Mercredi 15 novembre 1882
# Mercredi 15 novembre 1882
Je suis à Paris ! Nous sommes partis jeudi soir. Nicolas et Michka nous ont accompagnés jusqu'à la première station et Paul et sa femme jusqu'à Harkoff.
Nous sommes restés vingt quatre heures à Kiew et Julie (la fille d'Alexandre) est à l'institut. Elle a quatorze ans, elle est charmante.
Le voyage a été égayé par des commentaires et inventions sur les Kotchoubey, c'est-à-dire sur le cadet qui s'appelle Basile et cela me fait rire.
Et sur Alexandra, la femme de Paul. Nous l'appelons Alexandra parce que Basile lui a baisé la main... C'est-à-dire, voici Dina causait avec Basile et Mme Paul est venue se planter devant lui et à brûlé [son] pourpoint: moi je suis froide comme un marbre !
- - Pourquoi donc madame, pourquoi donc ?

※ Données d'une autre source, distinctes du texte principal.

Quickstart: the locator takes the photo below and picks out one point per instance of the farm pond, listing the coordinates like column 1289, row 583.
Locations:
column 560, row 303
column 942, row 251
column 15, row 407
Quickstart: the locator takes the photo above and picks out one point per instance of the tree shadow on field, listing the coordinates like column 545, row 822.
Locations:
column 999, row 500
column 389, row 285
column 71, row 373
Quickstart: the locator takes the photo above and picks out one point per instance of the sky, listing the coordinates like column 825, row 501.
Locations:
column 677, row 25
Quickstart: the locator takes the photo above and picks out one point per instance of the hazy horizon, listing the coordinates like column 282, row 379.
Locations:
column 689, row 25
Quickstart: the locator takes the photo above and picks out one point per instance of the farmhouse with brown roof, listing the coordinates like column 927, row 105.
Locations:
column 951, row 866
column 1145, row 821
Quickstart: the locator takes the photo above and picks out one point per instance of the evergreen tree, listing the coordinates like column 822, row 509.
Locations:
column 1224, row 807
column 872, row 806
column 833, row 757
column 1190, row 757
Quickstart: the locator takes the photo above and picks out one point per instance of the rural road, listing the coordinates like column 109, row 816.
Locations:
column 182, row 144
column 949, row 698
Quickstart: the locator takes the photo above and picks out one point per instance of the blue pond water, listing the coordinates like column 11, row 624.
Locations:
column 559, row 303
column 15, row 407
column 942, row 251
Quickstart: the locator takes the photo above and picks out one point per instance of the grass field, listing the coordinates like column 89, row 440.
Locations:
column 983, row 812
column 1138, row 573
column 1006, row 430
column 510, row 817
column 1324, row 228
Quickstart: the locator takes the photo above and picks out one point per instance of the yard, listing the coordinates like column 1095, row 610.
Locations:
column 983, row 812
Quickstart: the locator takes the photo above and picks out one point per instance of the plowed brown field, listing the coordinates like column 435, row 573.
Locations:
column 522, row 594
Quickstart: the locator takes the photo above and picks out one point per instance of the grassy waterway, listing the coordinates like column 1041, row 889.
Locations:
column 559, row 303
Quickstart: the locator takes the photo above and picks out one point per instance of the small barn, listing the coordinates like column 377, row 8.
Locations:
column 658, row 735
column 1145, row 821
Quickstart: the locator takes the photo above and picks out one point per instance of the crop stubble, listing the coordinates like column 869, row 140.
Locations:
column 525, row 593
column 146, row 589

- - Je n'ai jamais aimé ! (les yeux au ciel).
- - Ah ! bah !
- - Jamais ! (soupir)
- - Alors [Mots noircis: vous savez les outrances] de la vie, il faut que je vous les explique... Lui blagueur et elle sentimentale et flattée. En prenant congé il lui a baisé la main. Mais il n'y avait rien là, seulement comme nous étions entrain de plaindre Paul, car il est bien à plaindre, et à énumérer les défauts de sa femme, quelqu'un a parlé de sa vanité et de sa bêtise de bourgeoise et alors moi je crois j'ai dit qu'elle se croit duchesse et qu'elle se dit: pourquoi me suis-je dépêchée, j'aurais pu épouser un Kotchoubey. Je suis sûre qu'elle se le dit bien que sans nous elle n'aurait seulement pas vu la livrée de leurs domestiques. Alors maman s'est mise à dire que dans ce monde il n'arrive que des choses folles et à citer tous les grands seigneurs et tous les richards qui ont épousé des femmes divorcées et ordinaires et bêtes etc. etc. Vous connaissez maman. Ça se passait en wagon et je me suis amusée et en faire une scie de sorte que le troisième jour nous avons commencé à croire que c'est arrivé et à nous rassurer mutuellement comme s'il y avait danger. Je vous en parle pour en venir à ceci que ce pauvre Paul a fait un fichu mariage. Tout ce qu'elle a, c'est une jolie figure et pas quand elle parle car les dents sont affreuses et il en manque une ou deux sur le devant. La poitrine pend jusqu'au ventre et les doigts sont si courts qu'il n'y a pas eu de place pour les ongles que le Bon Dieu a escamotés presque entièrement. Vous voyez, voilà ma jalousie de Basile qui perce.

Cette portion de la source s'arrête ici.